Shaken by recent attacks, Canadian Muslim women stand up against hate even amid safety fears
As a competition lawyer, I spend a lot of time analyzing markets. I’m firmly convinced that enduring peace and prosperity are dependent on a country’s values, and I believe Canada is poised to be rewarded for its values like never before.
After all, technology, travel and immigration have made the world smaller, and will continue to do so after the COVID-19 pandemic. Going to work each morning, we have no idea who our next customer, supplier, employee or employer may be. People of different backgrounds from around the world can work together and engage with each other like never before. As one of the most educated and diverse countries on Earth, Canada is uniquely positioned to lead and succeed in this new world.
We have few historic enemies, and stable legal and political systems. We can help set an example for the rest of the world, connecting disparate peoples and spreading civility and prosperity around the globe – and that would be a remarkable asset to export in these fragile times.
And to those who hold hate today, know that it will not give you the peace, prosperity or meaning you seek.
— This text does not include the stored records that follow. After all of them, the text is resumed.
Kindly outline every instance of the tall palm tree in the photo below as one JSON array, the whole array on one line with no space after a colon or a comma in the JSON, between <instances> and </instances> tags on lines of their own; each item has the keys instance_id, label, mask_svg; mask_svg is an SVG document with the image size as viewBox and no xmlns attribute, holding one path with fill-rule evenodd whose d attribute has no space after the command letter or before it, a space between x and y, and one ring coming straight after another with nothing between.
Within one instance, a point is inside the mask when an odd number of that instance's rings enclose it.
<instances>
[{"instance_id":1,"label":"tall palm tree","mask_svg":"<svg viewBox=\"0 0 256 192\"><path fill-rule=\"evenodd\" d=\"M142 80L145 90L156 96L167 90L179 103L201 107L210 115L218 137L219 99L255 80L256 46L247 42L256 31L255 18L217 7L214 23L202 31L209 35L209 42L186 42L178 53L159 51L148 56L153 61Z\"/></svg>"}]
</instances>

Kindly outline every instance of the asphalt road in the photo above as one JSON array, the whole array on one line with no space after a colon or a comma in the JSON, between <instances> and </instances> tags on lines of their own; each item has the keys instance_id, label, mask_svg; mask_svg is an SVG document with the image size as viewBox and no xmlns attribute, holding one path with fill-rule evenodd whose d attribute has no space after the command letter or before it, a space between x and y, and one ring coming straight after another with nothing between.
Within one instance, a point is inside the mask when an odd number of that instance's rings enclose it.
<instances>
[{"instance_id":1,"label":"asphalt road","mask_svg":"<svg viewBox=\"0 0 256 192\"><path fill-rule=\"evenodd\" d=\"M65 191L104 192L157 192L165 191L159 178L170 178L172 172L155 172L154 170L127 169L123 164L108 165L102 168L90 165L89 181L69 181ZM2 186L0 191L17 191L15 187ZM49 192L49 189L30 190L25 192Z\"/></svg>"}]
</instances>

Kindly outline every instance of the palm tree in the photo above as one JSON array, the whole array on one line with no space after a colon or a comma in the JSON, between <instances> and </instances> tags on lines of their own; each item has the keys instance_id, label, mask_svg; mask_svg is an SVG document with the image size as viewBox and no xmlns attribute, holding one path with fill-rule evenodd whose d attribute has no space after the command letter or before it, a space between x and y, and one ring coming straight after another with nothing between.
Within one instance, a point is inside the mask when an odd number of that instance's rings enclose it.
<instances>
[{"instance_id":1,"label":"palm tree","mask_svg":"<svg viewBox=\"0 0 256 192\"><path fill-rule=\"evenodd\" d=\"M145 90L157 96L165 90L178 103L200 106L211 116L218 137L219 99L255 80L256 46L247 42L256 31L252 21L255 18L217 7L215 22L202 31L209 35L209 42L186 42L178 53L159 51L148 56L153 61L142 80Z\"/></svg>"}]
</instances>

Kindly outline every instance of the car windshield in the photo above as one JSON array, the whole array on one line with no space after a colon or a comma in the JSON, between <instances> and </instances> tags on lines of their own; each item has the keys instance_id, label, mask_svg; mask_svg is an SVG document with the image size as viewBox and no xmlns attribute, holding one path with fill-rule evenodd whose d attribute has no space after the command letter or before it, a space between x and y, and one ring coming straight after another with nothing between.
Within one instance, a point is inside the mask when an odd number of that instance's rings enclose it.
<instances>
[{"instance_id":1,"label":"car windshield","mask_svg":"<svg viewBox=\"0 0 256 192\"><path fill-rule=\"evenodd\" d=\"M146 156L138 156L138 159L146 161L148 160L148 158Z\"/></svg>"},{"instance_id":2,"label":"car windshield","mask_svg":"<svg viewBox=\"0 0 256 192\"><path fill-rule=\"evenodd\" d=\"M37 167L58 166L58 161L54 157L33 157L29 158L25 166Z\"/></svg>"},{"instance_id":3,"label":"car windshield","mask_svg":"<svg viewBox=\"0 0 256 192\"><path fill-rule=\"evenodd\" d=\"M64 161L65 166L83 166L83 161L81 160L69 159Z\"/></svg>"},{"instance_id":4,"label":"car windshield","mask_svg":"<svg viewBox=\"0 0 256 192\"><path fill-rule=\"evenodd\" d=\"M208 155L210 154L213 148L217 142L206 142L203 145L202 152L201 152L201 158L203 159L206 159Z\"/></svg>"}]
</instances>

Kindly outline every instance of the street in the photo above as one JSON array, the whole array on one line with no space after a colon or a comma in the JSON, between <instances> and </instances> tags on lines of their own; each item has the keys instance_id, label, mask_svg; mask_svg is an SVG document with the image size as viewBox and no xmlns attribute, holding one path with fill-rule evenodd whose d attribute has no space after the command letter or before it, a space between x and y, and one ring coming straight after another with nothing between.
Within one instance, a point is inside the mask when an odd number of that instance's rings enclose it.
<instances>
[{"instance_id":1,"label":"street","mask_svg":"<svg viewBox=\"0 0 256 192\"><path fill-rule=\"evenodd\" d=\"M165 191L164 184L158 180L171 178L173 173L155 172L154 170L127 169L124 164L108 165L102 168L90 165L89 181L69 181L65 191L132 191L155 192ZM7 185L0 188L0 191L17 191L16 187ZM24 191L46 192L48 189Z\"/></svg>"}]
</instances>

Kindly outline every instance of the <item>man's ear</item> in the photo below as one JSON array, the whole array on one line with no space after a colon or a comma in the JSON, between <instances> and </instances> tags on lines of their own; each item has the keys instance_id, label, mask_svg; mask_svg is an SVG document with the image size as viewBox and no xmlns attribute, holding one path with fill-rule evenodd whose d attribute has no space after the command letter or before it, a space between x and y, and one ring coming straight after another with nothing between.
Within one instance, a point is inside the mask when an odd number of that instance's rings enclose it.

Instead, call out those who peddle these ideas to you, often anonymously, as the false prophets they are; they offer only solution-less rage to the issues of our age. Propagating hate against one another, whether online or offline, is something we all must strive to eliminate. And we should know that doing so does not affect our right to free speech, because that right has never extended to falsely yelling “fire” in a crowded theatre.
As we approach the 154th anniversary of Confederation, Canadians should be asking – for ourselves and our children – what will the future hold for us in this uncertain century. How do we respond to the senseless violence that wiped out a wonderful family nearly in its entirety? Will we let hatred drive us to its inevitable dead end? Will we honour the intergenerational trust to hand our children a Canada that is better than we got?
I’m sure we will not squander the opportunity before us. In my experience, a bet on the Canadian people has never been a bad one.